The country's biggest public sector, it a first-of-its-kind move announced that it will link its savings deposit and short term loan interest rates to RBI's repo rate. The State Bank of India (SBI) said late on Friday that its new rates that will be linked to the external benchmark of repo rate will be effective from 1 May.
This is a significant move considering that the reflection of a change in repo rate by the RBI after its monetary policy review has been slow to catch up among Indian banks. Such a move coming from a bank that has a hold of nearly a quarter of the banking system India will help effectively ensure a faster transmission of the changes to borrowers.

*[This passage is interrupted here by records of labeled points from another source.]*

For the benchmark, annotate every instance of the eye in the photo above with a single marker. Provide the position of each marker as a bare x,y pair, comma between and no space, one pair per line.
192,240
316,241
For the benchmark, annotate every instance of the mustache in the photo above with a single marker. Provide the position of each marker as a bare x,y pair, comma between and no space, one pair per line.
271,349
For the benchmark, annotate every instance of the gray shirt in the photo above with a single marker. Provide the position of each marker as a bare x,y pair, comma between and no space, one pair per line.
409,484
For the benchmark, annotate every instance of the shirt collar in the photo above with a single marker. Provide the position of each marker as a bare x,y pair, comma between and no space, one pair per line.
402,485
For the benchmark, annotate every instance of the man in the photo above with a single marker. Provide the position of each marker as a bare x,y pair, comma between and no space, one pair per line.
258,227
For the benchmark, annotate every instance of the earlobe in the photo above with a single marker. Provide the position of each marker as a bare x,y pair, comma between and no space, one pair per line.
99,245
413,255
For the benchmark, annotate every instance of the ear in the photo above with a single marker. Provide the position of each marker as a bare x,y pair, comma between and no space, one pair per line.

"To address the concern of rigidities in the balance sheet structure and address the issue of quick transmission of changes in the RBI policy rates, effective May 1, 2019, we've taken the lead in linking key pricing decision for savings bank deposits and short-term loans to the repo rate of the RBI," it said in the statement.
On 7 February, after the Monetary Policy Review, the Central Bank had cut the repo rate by 25 basis points to 6.25 percent. SBI managing director PK Gupta told PTI that the 25 basis points deduction in repo rate could mean a 7 to 8 basis points cut in the MCLR for the lender. MCLR is the minimum interest rate set by the banks below which the cannot lend. A lower MCLR will be good for those looking to borrow money.
As for savings bank deposits, only those with a balance above Rs 1 lakh will be linked to the repo rate with the current effective rate being 3.50 percent per annum, that is 2.75 percent below the present repo rate. All cash credit accounts and overdrafts with limits above Rs 1 lakh were also linked to the repo rate plus a spread of 2.25 percent.
Savings bank account holders with balances up to Rs 1 lakh and borrowers with cash credit accounts and overdraft limits up to Rs 1 lakh will be exempted from linkage to the repo rate the bank said, in order to insulate the small deposit-holders and small borrowers from the movement of external benchmarks.
The risk premia over and above this floor rate of 8.50 percent will be based on the risk profile of the borrower, as is the current practice, the bank said.